First we install mpoly and the rcpp version in development
install.packages("mpoly")
devtools::install_github("blaza/mpoly", ref = "bench")
Then we run some benchmarks. We’ll compare the speed of the core mpoly function and mpoly arithmetic, mainly multiplication and exponentiation.
# load test poly (untidy)
p1 <- list(
c(coef = -4),
c(coef = -4, x = 1),
c(coef = 1, x = 1, y = 4),
c(coef = -3, x = 1),
c(coef = -1),
c(coef = -4, y = 1),
c(coef = -2, y = 1),
c(coef = 3, y = 4, x = 1)
)
# see if they're equal
print(mpoly::mpoly(p1))
## -7 x + 4 x y^4 - 6 y - 5
print(Rcppmpoly::mpoly(p1))
## -6 y - 7 x - 5 + 4 x y^4
# not exactly the same but equal
print(mpoly::mpoly(p1) == Rcppmpoly::mpoly(p1))
## [1] TRUE
require(microbenchmark)
microbenchmark(mpoly::mpoly(p1), Rcppmpoly::mpoly(p1), times = 1000)
## Unit: microseconds
## expr min lq mean median uq
## mpoly::mpoly(p1) 924.963 981.4490 1055.8700 1029.365 1077.7660
## Rcppmpoly::mpoly(p1) 164.257 204.2685 254.5844 242.093 279.3945
## max neval
## 4633.910 1000
## 3727.873 1000
So Rcpp version is quite faster in this simple case. Let’s try a significantly more complicated polynomial
# load test poly (untidy)
p1 <- mpoly::mp("x + y + 3 x y + 17 x^2 + 4y^3 x^2 + 15")^5
p2 <- mpoly::mp("-2x + 6y + 3 x^3 y + 17 y^2 + 4y^2 x^1 + 13")^5
p3 <- c(p1, p2)
# see if they're equal
print(mpoly::mpoly(p1) == Rcppmpoly::mpoly(p1))
## [1] TRUE
microbenchmark(mpoly::mpoly(p3), Rcppmpoly::mpoly(p3), times = 100)
## Unit: milliseconds
## expr min lq mean median uq
## mpoly::mpoly(p3) 21.228116 21.518442 22.95227 21.68941 24.592001
## Rcppmpoly::mpoly(p3) 3.884242 3.977167 4.17752 4.02789 4.441114
## max neval
## 37.199152 100
## 8.086575 100
So, again we have about 5 fold increase in speed.

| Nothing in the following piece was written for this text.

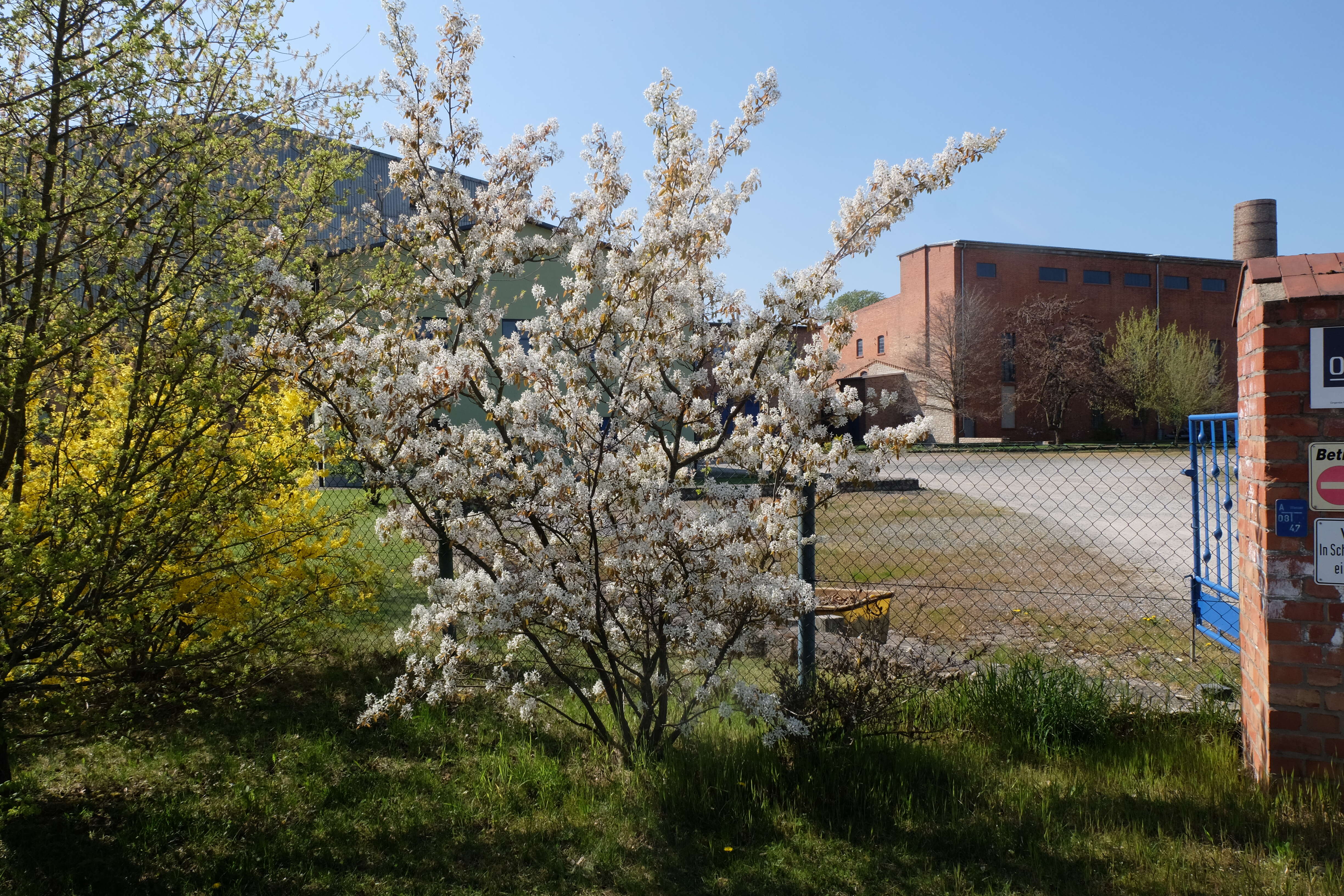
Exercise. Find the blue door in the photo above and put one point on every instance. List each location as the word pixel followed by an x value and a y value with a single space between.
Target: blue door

I don’t know how to benchmark arithmetic, as they’re S3 functions and for some reason I can’t access them with e.g. mpoly::*.mpoly, but there is bound to be an increase also in arithmetic operations on mpolys when C++ is used for the bulk of the operations.